Natasha se revolvió entre las sábanas, inquieta, respondiendo a las sacudidas de una nueva pesadilla.

Transcurrió un segundo desde que se despertó hasta que comprendió que no estaba sola en su propia habitación y reaccionó de inmediato, actuando como se esperaba de ella. Escondió la mano bajo la almohada y extrajo de ella una pequeña pistola con la que apuntó directamente a la persona que la había observado mientras aún seguía dormida.

El hombre que se encontraba frente a ella, sentado a unos centímetros en aquel mismo colchón, levantó las manos de inmediato con una mezcla de terror y diversión en su rostro. Natasha contuvo el aliento y comprendió que sólo se trataba de él. El mismo que la había abrazado durante aquella noche; el mismo que la había abrazado durante muchas otras noches.

Bajó el arma y suspiró. No estaba segura de poder llegar a acostumbrarse a una vida que nunca había estado hecha para ella. La vida de Natasha incluía despertar sola, sin más compañía que la de aquella arma que custodiaba sus sueños. Nunca había tenido a nadie que velase por ella mientras dormía y habían sido muy pocas las ocasiones en las un hombre había decidido quedarse a su lado una vez que había amanecido; esa también había sido siempre su decisión. Huir de cualquier compromiso que se extendiera más allá de unas horas de sexo había sido otra de sus elecciones. Otra forma de llevar esa vida. Pero él era diferente. Con él todo parecía ser diferente.

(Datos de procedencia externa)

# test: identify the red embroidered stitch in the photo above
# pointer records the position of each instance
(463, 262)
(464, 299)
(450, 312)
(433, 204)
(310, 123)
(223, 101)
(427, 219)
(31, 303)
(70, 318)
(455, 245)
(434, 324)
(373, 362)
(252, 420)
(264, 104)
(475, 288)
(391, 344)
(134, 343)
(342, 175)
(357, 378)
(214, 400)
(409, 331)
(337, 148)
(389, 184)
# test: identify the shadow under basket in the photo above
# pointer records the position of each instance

– Sólo soy yo. –Carcajeó con alegría mientras sus grandes ojos marrones se rasgaban acompañando esa risa–. Y, además, soy muy poca cosa. Ninguna amenaza para nadie y mucho menos para ti, agente Romanoff.

Una de las muchas diferencias que encontraba a su lado era, precisamente, aquella. Con él nunca había tenido que ocultarse. Nunca había tenido que cambiar su identidad ni tampoco se había avergonzado de ella. No era un castigo a su lado. Y había aprendido que debía conservar cerca a las personas que conseguían que ella misma sintiera esa vida como vida y no como castigo.

– Perdona –se disculpó Natasha, dejando fuera de su vista la pistola–. Es que no...

– No estás acostumbrada –completó, consiguiendo que le dedicara una mirada–. Tranquila, lo sé. Y, si no estuviera asustado por tu amenazante casi disparo, –sonrió, restándole importancia–, me sentiría halagado por perturbar tus hábitos. Aunque, no puedes negarlo, es una forma maravillosa de perturbarlos.

Se deslizó en el colchón hasta que su mano derecha cubrió al completo la mejilla de Natasha, que sonrió. Cerró los ojos durante un instante, como si no terminara de creerse que aquello fuera la realidad. Temía aferrarse a ella y que no resultara más que una ilusión. Los dos grandes ojos marrones que le acompañaban pidieron confianza y cariño cuando volvieron a sonreír hacia ella.

– No te tortures, Nat. Estás perdonada. –Acarició su frente y bajó hasta sus labios–. Si me prometes que pronto me regalarás tu compañía otra vez, estás más que perdonada.

Natasha sonrió. Hubo un tiempo en que habría podido jurar que jamás esbozaría una sonrisa como aquella, llena de esperanza. Pero sonrió y no la pesó, ni la quemó, ni tampoco la torturó ni la atemorizó. Sonrió con sinceridad y, despacio, se dejó caer en sus brazos.